Il report 2025 sui Top 200 Music Products Retailers negli Stati Uniti offre una fotografia interessante anche per chi opera nella filiera musicale italiana.

I ricavi complessivi negli USA crescono del 5,3%, ma il dato va letto con attenzione: non si tratta di una crescita reale della domanda, bensì soprattutto dell’effetto dell’aumento dei prezzi, legato ai dazi e ai maggiori costi di importazione.

Allo stesso tempo, il numero dei dipendenti resta stabile e i punti vendita fisici diminuiscono leggermente. La produttività cresce, ma i margini si riducono.
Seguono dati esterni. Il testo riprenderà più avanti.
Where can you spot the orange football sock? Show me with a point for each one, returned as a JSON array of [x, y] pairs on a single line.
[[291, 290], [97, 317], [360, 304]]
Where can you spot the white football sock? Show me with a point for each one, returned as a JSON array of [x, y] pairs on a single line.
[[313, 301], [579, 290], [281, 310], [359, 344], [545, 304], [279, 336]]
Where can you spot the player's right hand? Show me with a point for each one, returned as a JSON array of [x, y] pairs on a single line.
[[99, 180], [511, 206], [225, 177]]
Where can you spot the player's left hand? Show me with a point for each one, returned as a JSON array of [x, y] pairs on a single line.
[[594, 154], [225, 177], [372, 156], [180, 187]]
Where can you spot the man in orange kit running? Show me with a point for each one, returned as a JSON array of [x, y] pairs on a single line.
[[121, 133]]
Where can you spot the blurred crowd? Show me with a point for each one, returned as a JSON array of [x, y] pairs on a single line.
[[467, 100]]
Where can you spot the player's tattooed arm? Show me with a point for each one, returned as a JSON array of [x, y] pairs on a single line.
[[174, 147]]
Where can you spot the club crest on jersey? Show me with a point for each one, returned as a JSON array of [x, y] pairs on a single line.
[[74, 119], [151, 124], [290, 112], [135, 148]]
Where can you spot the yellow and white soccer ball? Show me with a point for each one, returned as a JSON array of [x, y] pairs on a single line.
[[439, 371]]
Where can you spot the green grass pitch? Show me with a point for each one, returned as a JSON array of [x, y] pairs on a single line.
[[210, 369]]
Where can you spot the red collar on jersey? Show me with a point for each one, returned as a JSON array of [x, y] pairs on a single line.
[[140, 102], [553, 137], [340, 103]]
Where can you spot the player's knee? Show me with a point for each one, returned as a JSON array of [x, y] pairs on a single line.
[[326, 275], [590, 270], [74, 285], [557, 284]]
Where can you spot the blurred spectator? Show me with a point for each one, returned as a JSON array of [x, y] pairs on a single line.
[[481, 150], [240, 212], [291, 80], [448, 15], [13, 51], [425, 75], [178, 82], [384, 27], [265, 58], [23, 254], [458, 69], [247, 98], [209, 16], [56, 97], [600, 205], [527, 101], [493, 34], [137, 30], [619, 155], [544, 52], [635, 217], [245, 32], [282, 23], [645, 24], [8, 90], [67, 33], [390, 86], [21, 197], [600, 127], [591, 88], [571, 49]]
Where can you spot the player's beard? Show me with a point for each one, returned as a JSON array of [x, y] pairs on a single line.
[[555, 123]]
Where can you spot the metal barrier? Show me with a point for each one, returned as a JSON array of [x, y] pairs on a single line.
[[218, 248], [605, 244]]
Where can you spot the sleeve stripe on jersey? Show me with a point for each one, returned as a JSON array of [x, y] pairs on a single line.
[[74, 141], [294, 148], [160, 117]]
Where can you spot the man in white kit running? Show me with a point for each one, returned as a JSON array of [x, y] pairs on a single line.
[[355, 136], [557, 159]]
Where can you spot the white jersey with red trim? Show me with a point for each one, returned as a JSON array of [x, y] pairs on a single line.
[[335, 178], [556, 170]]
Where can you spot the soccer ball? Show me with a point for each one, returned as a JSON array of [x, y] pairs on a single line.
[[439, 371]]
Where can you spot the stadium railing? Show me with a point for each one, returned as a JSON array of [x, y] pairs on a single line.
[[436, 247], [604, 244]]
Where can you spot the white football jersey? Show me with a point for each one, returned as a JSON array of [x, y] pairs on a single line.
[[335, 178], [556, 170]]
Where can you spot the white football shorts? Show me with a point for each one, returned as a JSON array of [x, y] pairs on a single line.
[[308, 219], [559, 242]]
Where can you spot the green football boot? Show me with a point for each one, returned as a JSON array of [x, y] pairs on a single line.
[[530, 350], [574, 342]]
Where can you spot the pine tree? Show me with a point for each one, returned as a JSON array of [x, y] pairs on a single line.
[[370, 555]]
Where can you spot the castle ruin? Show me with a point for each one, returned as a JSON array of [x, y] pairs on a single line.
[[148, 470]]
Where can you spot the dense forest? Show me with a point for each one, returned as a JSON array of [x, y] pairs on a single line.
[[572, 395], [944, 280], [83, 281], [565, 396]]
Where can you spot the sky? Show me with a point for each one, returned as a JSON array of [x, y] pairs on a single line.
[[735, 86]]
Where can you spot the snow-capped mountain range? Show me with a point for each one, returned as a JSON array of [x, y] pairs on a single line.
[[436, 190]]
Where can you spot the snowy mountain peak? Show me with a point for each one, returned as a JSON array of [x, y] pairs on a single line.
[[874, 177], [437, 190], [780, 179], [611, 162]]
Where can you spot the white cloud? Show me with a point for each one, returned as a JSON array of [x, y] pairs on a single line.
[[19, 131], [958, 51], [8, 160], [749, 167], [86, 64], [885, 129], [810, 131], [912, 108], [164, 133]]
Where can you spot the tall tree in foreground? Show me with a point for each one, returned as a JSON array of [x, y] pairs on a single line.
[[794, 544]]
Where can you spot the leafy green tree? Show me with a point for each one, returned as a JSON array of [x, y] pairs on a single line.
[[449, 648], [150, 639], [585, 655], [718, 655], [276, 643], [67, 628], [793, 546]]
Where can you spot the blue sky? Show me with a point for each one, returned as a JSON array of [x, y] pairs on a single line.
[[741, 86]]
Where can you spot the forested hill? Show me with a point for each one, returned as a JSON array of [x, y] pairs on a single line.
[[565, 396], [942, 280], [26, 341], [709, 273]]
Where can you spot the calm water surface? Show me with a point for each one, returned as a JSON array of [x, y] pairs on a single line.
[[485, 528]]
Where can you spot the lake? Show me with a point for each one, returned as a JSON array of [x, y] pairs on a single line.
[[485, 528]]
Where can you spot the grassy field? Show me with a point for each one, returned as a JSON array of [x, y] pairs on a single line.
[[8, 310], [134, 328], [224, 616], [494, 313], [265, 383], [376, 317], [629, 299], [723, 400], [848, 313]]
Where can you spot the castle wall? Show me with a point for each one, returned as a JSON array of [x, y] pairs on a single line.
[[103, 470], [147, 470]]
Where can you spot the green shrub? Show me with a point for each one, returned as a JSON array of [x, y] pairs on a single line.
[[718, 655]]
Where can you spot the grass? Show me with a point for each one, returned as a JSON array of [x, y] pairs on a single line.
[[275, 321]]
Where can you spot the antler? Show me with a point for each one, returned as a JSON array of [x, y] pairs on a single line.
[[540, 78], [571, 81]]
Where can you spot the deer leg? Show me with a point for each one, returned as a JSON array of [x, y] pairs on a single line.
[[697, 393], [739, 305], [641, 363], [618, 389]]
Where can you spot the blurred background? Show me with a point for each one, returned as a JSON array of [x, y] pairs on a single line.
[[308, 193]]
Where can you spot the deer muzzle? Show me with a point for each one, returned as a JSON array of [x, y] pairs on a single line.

Un altro segnale forte riguarda la concentrazione del mercato: pochi grandi operatori assorbono la crescita, mentre molti rivenditori indipendenti faticano. L’online continua a pesare sempre di più, insieme alla concorrenza di marketplace, grandi piattaforme e produttori che vendono direttamente al consumatore finale.

Sono dati americani, certo. Ma raccontano dinamiche che riguardano anche noi.

Perché dietro la musica non ci sono solo artisti, palchi e pubblico. C’è una filiera fatta di strumenti, tecnologie, distribuzione, assistenza, formazione, negozi, scuole, territori e imprese.

Se questa filiera si indebolisce, si restringe anche la possibilità concreta di avvicinarsi alla musica, studiarla, insegnarla e praticarla.

Per questo, osservare i numeri non significa occuparsi solo di mercato. Significa capire dove si stanno spostando gli equilibri e quali scelte servono per costruire un futuro più solido.

La musica ha bisogno di cultura, ma anche di accesso, competenze, servizi, sostenibilità economica e reti vive sul territorio.

I numeri ci raccontano il presente.
Le scelte che facciamo insieme costruiscono il futuro.